La iniciativa de las Jornadas Mundiales de la Juventud Católica nacía así como una consecuencia pastoral obvia de la preocupación eminentemente apostólica, sentida y proyectada en el mejor «estilo paulino», de un Papa que ama profundamente a los jóvenes. Su respuesta ¡la respuesta de los jóvenes del mundo! a esta solicitud paternal de Juan Pablo II, a lo largo de ya veintitrés años de fascinante historia de sintonía y simpatía mutuas, continuada con Benedicto XVI, no pudo ser ni más conmovedora ni más bella.

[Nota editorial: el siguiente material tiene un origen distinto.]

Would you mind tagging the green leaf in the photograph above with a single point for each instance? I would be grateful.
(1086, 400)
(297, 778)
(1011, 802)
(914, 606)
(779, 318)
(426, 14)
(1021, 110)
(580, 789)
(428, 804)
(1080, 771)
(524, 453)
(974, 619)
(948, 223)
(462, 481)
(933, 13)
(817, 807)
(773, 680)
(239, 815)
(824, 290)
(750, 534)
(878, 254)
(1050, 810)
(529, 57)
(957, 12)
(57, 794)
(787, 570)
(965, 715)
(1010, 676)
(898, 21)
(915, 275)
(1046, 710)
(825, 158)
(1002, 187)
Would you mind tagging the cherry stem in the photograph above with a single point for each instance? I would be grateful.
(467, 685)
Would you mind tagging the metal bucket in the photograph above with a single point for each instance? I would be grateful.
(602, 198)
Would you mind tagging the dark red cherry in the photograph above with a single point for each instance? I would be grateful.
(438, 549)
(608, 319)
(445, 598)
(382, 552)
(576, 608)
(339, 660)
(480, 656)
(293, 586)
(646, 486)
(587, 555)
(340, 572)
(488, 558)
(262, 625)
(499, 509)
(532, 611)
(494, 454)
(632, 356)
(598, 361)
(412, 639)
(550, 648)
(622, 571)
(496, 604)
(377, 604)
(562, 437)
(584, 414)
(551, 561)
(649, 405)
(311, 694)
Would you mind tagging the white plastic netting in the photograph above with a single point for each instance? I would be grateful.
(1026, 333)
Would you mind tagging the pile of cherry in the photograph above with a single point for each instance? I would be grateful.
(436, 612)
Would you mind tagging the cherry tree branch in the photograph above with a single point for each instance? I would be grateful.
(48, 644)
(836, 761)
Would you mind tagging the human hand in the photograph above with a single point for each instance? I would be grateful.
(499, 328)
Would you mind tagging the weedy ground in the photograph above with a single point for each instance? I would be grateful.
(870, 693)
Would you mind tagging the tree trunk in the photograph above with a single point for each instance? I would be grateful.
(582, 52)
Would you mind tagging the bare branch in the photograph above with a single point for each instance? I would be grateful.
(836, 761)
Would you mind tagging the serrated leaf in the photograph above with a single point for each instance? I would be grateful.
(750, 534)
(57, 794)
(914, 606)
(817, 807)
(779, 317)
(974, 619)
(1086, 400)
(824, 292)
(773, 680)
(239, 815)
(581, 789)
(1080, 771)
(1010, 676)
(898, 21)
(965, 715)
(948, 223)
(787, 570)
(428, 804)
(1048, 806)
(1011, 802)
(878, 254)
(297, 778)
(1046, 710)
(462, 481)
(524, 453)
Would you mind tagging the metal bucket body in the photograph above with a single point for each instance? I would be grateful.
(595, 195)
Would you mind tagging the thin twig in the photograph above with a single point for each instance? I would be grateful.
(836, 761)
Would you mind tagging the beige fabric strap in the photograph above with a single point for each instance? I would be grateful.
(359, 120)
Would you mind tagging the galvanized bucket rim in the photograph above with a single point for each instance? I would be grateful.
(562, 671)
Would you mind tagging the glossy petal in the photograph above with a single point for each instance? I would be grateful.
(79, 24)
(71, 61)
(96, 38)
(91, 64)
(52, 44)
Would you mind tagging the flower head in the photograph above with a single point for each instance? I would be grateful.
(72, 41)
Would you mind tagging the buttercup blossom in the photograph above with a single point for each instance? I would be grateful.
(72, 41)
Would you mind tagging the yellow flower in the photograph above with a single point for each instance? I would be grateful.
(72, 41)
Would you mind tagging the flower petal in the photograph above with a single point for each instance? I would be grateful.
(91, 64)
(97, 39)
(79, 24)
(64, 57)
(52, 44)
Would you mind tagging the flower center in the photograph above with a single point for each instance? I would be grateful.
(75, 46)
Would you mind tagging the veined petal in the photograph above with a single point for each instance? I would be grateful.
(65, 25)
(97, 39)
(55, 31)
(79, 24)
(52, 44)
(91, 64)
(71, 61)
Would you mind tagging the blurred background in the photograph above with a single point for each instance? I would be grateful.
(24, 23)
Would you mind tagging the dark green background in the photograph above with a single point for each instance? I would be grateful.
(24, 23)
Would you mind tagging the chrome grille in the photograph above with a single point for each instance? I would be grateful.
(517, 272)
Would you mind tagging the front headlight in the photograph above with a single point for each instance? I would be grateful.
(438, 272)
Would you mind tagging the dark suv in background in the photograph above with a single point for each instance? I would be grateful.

Las Jornadas celebradas en los más variados y emblemáticos escenarios de la sociedad y de la Iglesia universales -Roma, Santiago de Compostela, Czestochowa, Denver, Manila, París, de nuevo Roma, Toronto, Colonia, Sydney- constituyen la prueba inequívoca del acierto pastoral del camino y de la forma elegida para el encuentro de la nueva juventud del III Milenio con Jesucristo, Él que era, Él que es y Él que será su verdadero salvador.

Hasta el momento, Santiago de Compostela había sido la única ciudad española que había albergado una Jornada Mundial de la Juventud.